Cloven Hoof Well, Shipley Glen, West Yorkshire

Sacred Well:  OS Grid Reference – SE 12839 39331

Also Known as:

  1. Raygate Well

Getting Here

Cloven Hoof Well, Shipley Glen

On the roadside at Shipley Glen, from Brackenhall Circle walk up for about 250 yards, where you’ll notice the land dips as it drops into the woods below. Follow this dried stream down until you reach the mossy Loadpit Beck in the valley.  By the waterside is a footpath: follow this upstream for a short distance, keeping your eyes peeled on the Earth below where a smaller stream crosses the path you’re walking on.  Follow this uphill to its source!

Archaeology & History

Halfway up (or down) the moss-covered waters of Shipley Glen the all-but-forgotten waters of the Cloven Hoof Well still flows nice and freely, and is still good to drink. It was shown on the first OS-map of the area in 1852, where it was called the Raygate Well, whose derivation neither the great Baildon historian W. Paley Baildon nor the place-name giant A.H. Smith could account for.  It sounds just like it was someone’s surname, but local genealogy cannot affirm this.  One possibility—and which reflects in the local lore of the site—is that it’s a compound word from the old northern dialect word Rea, “an evil spirit or demon”, and gate, “a hole, an opening or gap.”  The terms are used in a prayer given in Mr Sinclair’s Satan’s Invisible World Displayed (1814),

“as recited in the time of Popery by persons when going to bed, as a means of them being preserved from danger:

“Keep this house from the weir…
And from an ill Rea,
That be the gate can gae.””

But this purely speculative….

Cloven Hoof Well on 1852 map

A photograph and brief description of the Cloven Hoof Well was given in an early edition of the Bradford Scientific Journal after a geological excursion to Shipley, though nothing was said of its curious name. However on a rock below the spring, a hoof-print mark is clearly seen.  It appears to be part-natural and partly enhanced.  This is an area rich in prehistoric petroglyphs, or cup and rings stones.

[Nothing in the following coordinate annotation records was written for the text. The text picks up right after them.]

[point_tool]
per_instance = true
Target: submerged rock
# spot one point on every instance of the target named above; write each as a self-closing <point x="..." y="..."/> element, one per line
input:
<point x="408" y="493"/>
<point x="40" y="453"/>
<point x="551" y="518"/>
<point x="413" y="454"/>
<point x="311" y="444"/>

Mosses thankfully still cover the rocks from whence the waters flow; and bilberry, blackberry, male fern and bracken also grow around it.  Psychoactive plants also abound nearby. The water is healthy and never seems to dry up, even during long warm summers.  And below here, on the other side of the stream at the bottom, you can visit the little-known Wood Well

Folklore

Local lore told that the devil stepped here and left his hoof-mark in the rock, making the waters rise from the Earth.  Possibly a venerated site in earlier days, one finds numerous ancient remains nearby (cup and rings, stone circle, walling, cairn fields).  Pagans amongst you should love this place!

References:

  1. Armitage, Paul, The Holy Wells and Healing Springs of West Yorkshire, forthcoming
  2. Baildon, W. Paley, Baildon and the Baildons (parts 1-15), St. Catherines: Adelphi 1913-26.
  3. la Page, John, The Story of Baildon, William Byles: London 1951.